Po raz drugi z rzędu Czerwone Diabły dopuściły do aż czterech celnych strzałów w pierwszych 30 minutach spotkania, co zdarzyło się po raz drugi z rzędu na poziomie PL, przy czym wcześniej coś takiego miało miejsce dwukrotnie w poprzednich 83 meczach. Co więcej, w 40. minucie goście objęli prowadzenie po golu Manuela Ugarte.
Szokująca porażka została ostatecznie zażegnana dzięki Amadowi Diallo, prawdopodobnie najlepszemu obecnie zawodnikowi drużyny. Afrykański skrzydłowy zdobył trzy gole i zapewnił Manchesterowi United trzy punkty. Reprezentant Wybrzeża Kości Słoniowej zdobył swojego pierwszego hat-tricka w seniorskiej piłce nożnej.

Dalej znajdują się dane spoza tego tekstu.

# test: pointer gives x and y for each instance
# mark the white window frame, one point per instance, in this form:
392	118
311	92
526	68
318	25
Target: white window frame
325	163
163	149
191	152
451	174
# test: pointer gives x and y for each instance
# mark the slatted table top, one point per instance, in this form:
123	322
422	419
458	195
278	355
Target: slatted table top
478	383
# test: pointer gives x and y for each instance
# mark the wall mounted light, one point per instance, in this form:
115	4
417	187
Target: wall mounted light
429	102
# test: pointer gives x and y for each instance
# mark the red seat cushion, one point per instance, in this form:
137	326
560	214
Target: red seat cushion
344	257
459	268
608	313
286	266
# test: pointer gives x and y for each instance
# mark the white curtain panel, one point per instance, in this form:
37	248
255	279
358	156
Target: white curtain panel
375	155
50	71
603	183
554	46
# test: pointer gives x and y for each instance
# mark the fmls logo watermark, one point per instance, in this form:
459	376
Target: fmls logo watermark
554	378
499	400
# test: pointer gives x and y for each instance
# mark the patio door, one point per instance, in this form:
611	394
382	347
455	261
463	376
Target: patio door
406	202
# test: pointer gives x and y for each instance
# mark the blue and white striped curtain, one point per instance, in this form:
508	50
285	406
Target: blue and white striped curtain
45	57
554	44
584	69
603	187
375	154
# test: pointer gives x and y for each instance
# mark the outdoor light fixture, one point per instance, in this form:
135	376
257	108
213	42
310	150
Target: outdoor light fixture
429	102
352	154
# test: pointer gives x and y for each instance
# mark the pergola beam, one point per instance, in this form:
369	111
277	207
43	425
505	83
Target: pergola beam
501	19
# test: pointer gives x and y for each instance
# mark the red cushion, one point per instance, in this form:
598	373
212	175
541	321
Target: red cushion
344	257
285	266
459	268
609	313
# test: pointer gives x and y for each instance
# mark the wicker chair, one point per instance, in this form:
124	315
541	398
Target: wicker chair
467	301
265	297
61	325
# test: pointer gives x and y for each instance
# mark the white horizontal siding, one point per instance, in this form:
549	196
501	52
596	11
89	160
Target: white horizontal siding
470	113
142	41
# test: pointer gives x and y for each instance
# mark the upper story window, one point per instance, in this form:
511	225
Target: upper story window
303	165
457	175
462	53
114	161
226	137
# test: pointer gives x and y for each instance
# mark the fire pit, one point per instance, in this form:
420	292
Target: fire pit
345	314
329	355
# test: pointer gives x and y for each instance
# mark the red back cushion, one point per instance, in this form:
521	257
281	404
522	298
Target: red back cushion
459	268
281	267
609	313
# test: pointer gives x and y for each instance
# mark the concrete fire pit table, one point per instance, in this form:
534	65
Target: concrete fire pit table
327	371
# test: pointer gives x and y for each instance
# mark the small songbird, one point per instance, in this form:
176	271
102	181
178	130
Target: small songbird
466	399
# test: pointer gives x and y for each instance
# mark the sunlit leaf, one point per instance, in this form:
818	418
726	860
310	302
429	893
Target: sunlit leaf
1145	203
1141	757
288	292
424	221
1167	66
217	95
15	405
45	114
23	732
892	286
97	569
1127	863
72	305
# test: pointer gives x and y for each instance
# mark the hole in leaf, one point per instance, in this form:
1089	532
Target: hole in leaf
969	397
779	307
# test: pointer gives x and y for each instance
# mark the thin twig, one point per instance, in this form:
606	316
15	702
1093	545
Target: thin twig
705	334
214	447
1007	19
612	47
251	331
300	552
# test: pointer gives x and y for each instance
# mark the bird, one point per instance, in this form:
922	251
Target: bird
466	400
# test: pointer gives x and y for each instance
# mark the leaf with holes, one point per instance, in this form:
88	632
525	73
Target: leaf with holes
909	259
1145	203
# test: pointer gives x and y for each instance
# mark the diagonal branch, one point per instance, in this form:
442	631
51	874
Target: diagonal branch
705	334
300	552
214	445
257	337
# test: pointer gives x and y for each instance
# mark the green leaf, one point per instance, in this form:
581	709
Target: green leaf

Zdobył go w ciągu dwunastu minut. W bieżącym sezonie ma statystykę 9 + 7 we wszystkich rozgrywkach, z czego sześć razy strzelił gola i asystował w Premier League. Czerwone Diabły potwierdziły rekord, dzięki któremu nie przegrały w PL z Southampton szesnaście razy z rzędu.

Wygrali po raz pierwszy w lidze po czterech pojedynkach, ostatni raz cieszyli się 15 grudnia w derbach miasta z City. Jednocześnie wskoczyli na dwunaste miejsce. Southampton pozostaje ostatni. Jan Bednarek grał do 83. minuty.
Ipswich - Brighton 0:2
Ipswich chciało nawiązać do ostatniego meczu ligowego na własnym boisku, podczas którego przed własnymi kibicami zanotowało swoje pierwsze zwycięstwo w sezonie przeciwko Chelsea. Coś takiego się jednak nie powtórzyło. Brighton zgarnęło komplet punktów i wróciło do górnej połówki tabeli. Z kolei Tractor Boys spadli do strefy spadkowej.
Japoński skrzydłowy Kaoru Mitoma owtorzył wynik, strzelając swoją czwartą bramkę w sezonie. Dołączył do niego Georginio Rutter, który trafił po raz trzeci w ostatnich dwóch meczach. Jakub Moder wszedł na murawę w ostatnich sekundach spotkania.